Валерий Залотуха - Свечка. Том 2
Я прожил тогда в Городище неделю в ожидании, что вода спадет, и я все-таки окажусь в «Маяке». Вода спадала, спадала, спадала, а потом вновь стала подниматься – говорят, где-то открыли какие-то шлюзы, и я уехал.
В те разливные дни я и познакомился с Марьей Михайловной, милой доброй женщиной, старшей медсестрой детского инвалидного – торопилась на работу, и я ее подвез. От нее и услышал один из диагнозов – алалия – отсутствие речи, связанное с поражением головного мозга. Общаясь потом с подопечными Марьи Михайловны (если можно назвать это общением), я вспоминал наш последний спор с Золоторотовым, то, из-за чего мы поссорились и я уехал из «Маяка».
Мы спорили о гимне, о нашем, российском гимне…
В том, что нынешний ни в какие ворота не лезет и неприемлем ни при каких обстоятельствах, у нас разногласий не было, как не было разногласий в том, что этому безобразию придет в конце концов конец, но, что касается нашего будущего движения вперед, тут мы заспорили. Лично я обеими руками за то, чтобы вернули исторический глинковский гимн, а что касается слов, то мало ли у нас поэтов, прекрасных поэтов, Евгений Александрович Евтушенко тот же, живой, можно сказать, классик, Золоторотов же выступает за то, чтобы нашим гимном стала песня «Я люблю тебя, жизнь».
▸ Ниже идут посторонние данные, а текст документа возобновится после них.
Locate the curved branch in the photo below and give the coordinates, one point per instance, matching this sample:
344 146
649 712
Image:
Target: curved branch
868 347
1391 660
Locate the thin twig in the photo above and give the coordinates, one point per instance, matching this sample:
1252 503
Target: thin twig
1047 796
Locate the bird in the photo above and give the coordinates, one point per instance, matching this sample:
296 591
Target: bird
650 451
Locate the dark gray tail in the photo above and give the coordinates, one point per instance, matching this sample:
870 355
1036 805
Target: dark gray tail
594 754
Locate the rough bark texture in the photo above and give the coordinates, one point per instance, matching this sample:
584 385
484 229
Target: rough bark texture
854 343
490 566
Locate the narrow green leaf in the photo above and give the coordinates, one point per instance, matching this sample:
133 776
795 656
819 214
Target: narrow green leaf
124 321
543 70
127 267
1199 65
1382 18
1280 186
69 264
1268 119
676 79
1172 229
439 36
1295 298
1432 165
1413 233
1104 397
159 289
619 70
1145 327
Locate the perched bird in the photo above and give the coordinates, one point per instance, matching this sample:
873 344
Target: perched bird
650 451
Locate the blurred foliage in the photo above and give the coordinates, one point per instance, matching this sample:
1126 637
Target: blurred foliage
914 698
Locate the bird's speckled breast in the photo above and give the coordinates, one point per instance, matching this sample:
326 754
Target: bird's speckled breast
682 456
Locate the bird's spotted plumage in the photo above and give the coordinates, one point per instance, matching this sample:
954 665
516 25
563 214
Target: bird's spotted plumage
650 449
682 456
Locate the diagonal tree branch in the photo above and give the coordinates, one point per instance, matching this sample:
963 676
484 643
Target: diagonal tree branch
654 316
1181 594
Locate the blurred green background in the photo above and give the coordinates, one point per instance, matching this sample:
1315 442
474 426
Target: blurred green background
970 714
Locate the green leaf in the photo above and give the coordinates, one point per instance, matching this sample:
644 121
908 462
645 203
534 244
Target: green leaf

Нет, согласен, песня замечательная, и текст, и мелодия – всё, но все-таки это песня.
«С этим гимном наши люди начнут улыбаться», – сказал тогда Золоторотов.
Вспоминая его слова, глядя на живые человеческие дрова, я с горечью и злостью думал: «В сегодняшнем российском гимне должно быть одно слово: алалия. И всё! И никаких больше слов, и никакой мелодии, только: алалия, алалия, алалия, алалия…»
Как-то в разговоре с Марьей Михайловной мы вышли на ту странную и страшную историю, слышанную однажды от моих дефективных собутыльников, в которой «Хорок херовек харуху хором харили. «
В самом деле, в начале девяностых, «когда ужас что было», в Городище появилась благообразная, хорошо одетая, таинственная пожилая женщина, можно сказать старуха, хотя язык не поворачивался назвать ее старухой… Несомненно, она была богатая, у нее было с собой много денег и всем, кто просил, она их давала. Ходила по инвалидным домам и интернатам и раздавала деньги…
Думали, иностранка, из бывших русских эмигрантов, которые стали приезжать и в такую глушь. Говорили даже, что это та самая генеральская дочка Попова, целый год не пускавшая большевиков в Городище, что не убита она была своей сестрой, а тайно отпущена, а с колокольни сбросили куклу в человеческий рост, была, мол, в генеральской семье такая.
Раздавала деньги, помогала, а потом была изнасилована группой постояльцев Иванкинского индома.
В больнице она кричала, что их всех надо убивать, твари неблагодарные…
Марья Михайловна бросила на меня смущенный, растерянный взгляд и проговорила тихо.
– А за что их убивать? И кого они должны благодарить…
3Этой истории Золоторотов не знает, и я не стал ему рассказывать, хотя он встречался с той женщиной и даже провожал в последний путь. Да и не о ней сейчас речь…
Очень любопытно, хотя и не бесспорно Евгений Алексеевич рассуждал о чудесах, когда я с большим трудом вывел его на этот разговор. Он знает и признает только два чуда: природу и семью. Все остальное, все эти исчезновения, появления, проявления, явления, стояния, видения и пр., и пр. – все это вызывает у него сочувствие и смущение. Когда я рассказывал, как трое суток стоял в очереди, чтобы приложиться к поясу Богородицы, он так сочувственно, если не сказать иронично, на меня посмотрел… Хорошо, что ничего не сказал, а то бы поссорились.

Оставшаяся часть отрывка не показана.